When several members of the board were subsequently asked if Bramson’s motion would suffer the same fate if it were reintroduced, all of them hemmed and hawed and refused to comment, even on background. Makela’s one-vote victory and Bramson’s defiant motion are far cries from the standard progressive insistence on chirpy consensus.

“It shows a tremendous division that’s taking place within the board,” said one member. “This kind of dissent would have been unheard of even a year ago.”

But they also highlight Pacifica as an organization in turmoil. Whether that turmoil will ultimately lead to the resignation of Berry and/or Chadwick is still far from certain. But at least one board member said it would be hard to envision any other outcome.

“I am not an opponent of Mary. I think she really does mean well. But she is basically an authoritarian in her views of how institutions should run,” said one board member. “She could survive this, but my sense is that she’ll ultimately step down. Lynn, just in the way she is built, does not allow for group process. She’s an autocrat to the core, and a bulldog. I think Mary will leave before Lynn will.”

Calls for Berry and Chadwick’s resignations erupted through the progressive community today, as fallout from the week’s events continues. In a press release issued today, the New York-based group Fairness and Accuracy in Reporting (FAIR) wrote, “Over the years, FAIR had been sympathetic to national board efforts to professionalize the network and give it a stronger national identity … [but now] FAIR believes that the clearest path out of the crisis, the clearest path toward restoring Pacifica’s credibility as an independent journalistic force, is for the leadership of the national board and the executive director to resign.”

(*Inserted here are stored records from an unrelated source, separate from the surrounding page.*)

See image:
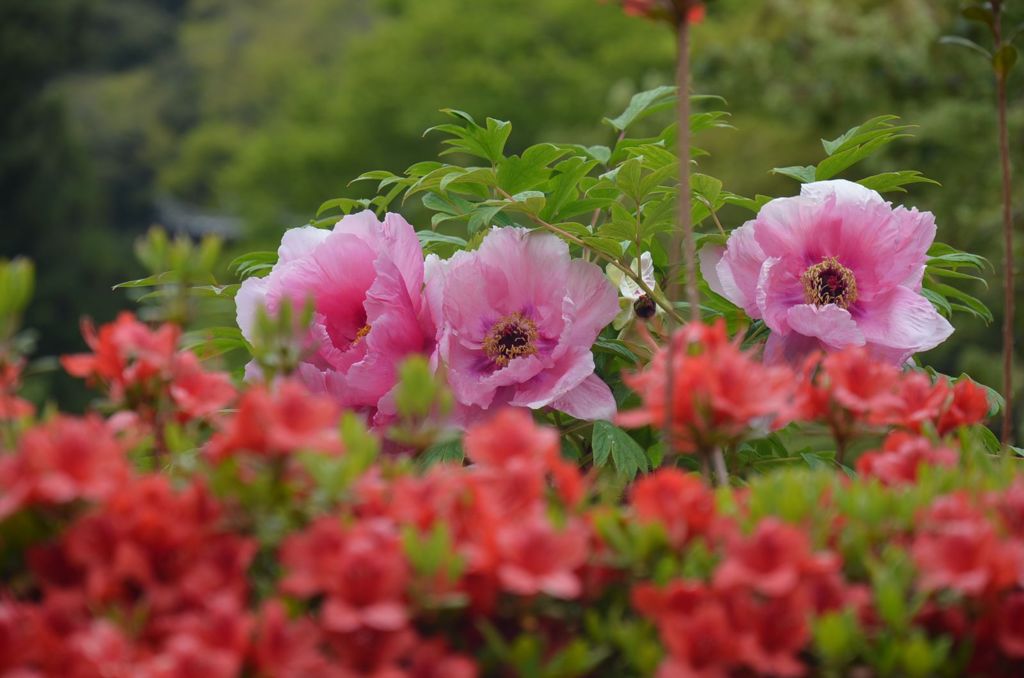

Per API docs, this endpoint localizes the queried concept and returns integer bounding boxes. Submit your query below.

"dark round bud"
[633,294,657,321]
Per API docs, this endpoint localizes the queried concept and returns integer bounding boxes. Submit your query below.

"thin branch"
[662,0,700,464]
[711,447,729,488]
[992,2,1015,446]
[498,188,683,323]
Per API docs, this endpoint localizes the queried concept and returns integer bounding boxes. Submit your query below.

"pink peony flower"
[236,211,433,423]
[426,227,618,420]
[700,180,952,364]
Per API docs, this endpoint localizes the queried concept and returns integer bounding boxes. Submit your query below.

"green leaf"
[939,35,992,60]
[604,85,676,132]
[814,128,909,181]
[926,278,994,324]
[594,337,640,365]
[591,421,650,478]
[772,165,814,183]
[961,5,995,28]
[416,230,467,249]
[498,143,566,195]
[227,252,278,279]
[857,170,941,193]
[417,438,466,468]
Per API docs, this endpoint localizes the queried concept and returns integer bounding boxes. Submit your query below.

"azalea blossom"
[700,180,952,364]
[605,252,665,330]
[616,319,794,454]
[426,227,618,428]
[236,211,433,423]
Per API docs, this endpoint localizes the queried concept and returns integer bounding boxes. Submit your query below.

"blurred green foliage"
[0,0,1024,421]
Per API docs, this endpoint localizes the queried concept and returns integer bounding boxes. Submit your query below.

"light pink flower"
[236,211,434,423]
[426,227,618,422]
[700,180,952,364]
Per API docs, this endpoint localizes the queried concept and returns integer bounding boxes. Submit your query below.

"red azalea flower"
[623,0,705,24]
[728,591,810,676]
[617,320,793,452]
[465,408,559,467]
[857,431,959,485]
[170,351,236,421]
[819,348,903,420]
[936,379,988,435]
[990,478,1024,539]
[630,468,715,546]
[498,516,588,599]
[996,591,1024,659]
[252,600,336,678]
[912,518,1024,596]
[30,475,256,616]
[715,517,811,596]
[408,640,477,678]
[632,582,739,678]
[0,416,130,519]
[60,311,180,400]
[870,372,950,433]
[207,381,341,460]
[281,518,410,633]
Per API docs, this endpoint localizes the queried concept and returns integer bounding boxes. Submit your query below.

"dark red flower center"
[483,312,538,367]
[352,325,371,346]
[800,257,857,308]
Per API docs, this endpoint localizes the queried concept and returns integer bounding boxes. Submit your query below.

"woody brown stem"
[663,0,700,462]
[992,2,1015,446]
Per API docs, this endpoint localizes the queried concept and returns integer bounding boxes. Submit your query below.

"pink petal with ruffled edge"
[551,374,615,421]
[701,221,767,317]
[857,287,953,363]
[425,228,618,421]
[786,304,864,349]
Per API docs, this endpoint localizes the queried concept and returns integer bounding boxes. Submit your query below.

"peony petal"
[475,227,573,329]
[701,221,767,317]
[764,332,823,366]
[234,278,267,341]
[561,259,618,347]
[753,257,804,334]
[786,304,864,349]
[857,287,953,364]
[510,346,594,410]
[800,179,886,205]
[697,244,738,297]
[551,374,615,421]
[278,226,331,263]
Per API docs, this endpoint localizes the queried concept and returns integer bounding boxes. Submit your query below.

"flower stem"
[663,0,700,462]
[669,7,700,323]
[992,2,1014,446]
[711,447,729,488]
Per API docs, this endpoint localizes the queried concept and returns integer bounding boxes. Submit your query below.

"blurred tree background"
[0,0,1024,426]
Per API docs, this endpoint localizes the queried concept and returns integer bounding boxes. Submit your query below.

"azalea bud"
[633,294,657,321]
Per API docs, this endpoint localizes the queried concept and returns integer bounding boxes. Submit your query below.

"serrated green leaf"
[772,165,815,183]
[604,85,676,132]
[417,438,466,468]
[857,170,941,193]
[591,421,650,478]
[939,35,992,61]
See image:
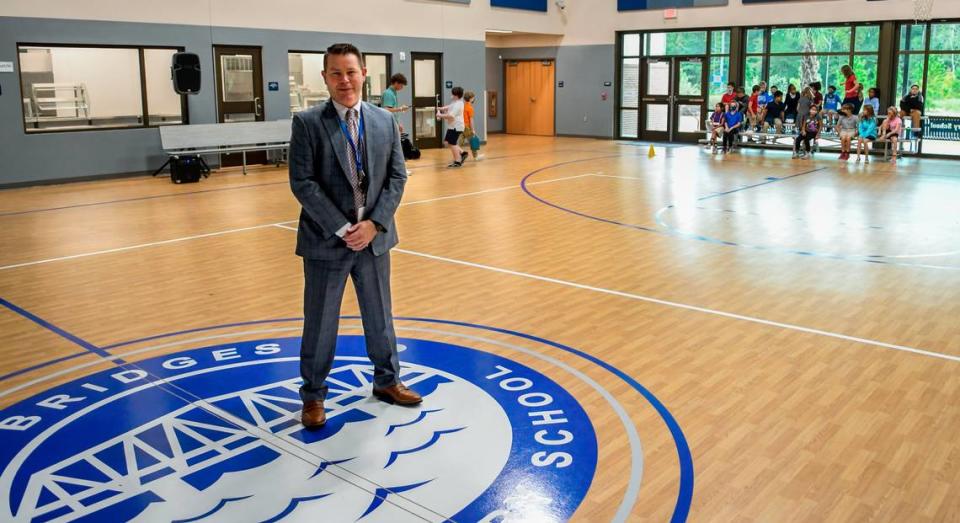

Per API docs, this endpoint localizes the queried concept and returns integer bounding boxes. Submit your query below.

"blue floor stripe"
[0,182,288,217]
[16,316,694,523]
[0,298,117,365]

On some levels, the Pacifica squabble seems nothing more than an esoteric lefty-media tragicomedy. The recent events at Pacifica give credence to every stereotype its enemies have of the left — they’re autocratic, willing to advocate free speech only if self-criticism is not involved, and can only communicate with each other at high decibel levels, opting for lockouts and street marches instead of mediation.

But after a terrible week of public relations, it appears that Chadwick and the Pacifica leadership are caving to some of the demands of the local affiliates. While the station doors remain locked, Chadwick has agreed to accept a federal mediator, selected by the employees’ union, after resisting binding arbitration for weeks.

The heat was also turned up by the California State Assembly, whose Bay Area members reacted with anger at news of the local lockout. Berkeley Assemblywoman Dion Aroner has called for a legislative hearing which may ultimately lead to the stripping of KPFA’s tax-exempt status if a resolution is not reached.

“The Pacifica Board is clearly not getting the message,” said Aroner spokesman Hans Hemann. “They have to let the employees back in.”

If the squabble isn’t settled by Monday — and there are no indications it will be — folksinger Joan Baez is expected to sing at a rally in support of locked-out KPFA workers.

Anthony York is Salon's Washington correspondent.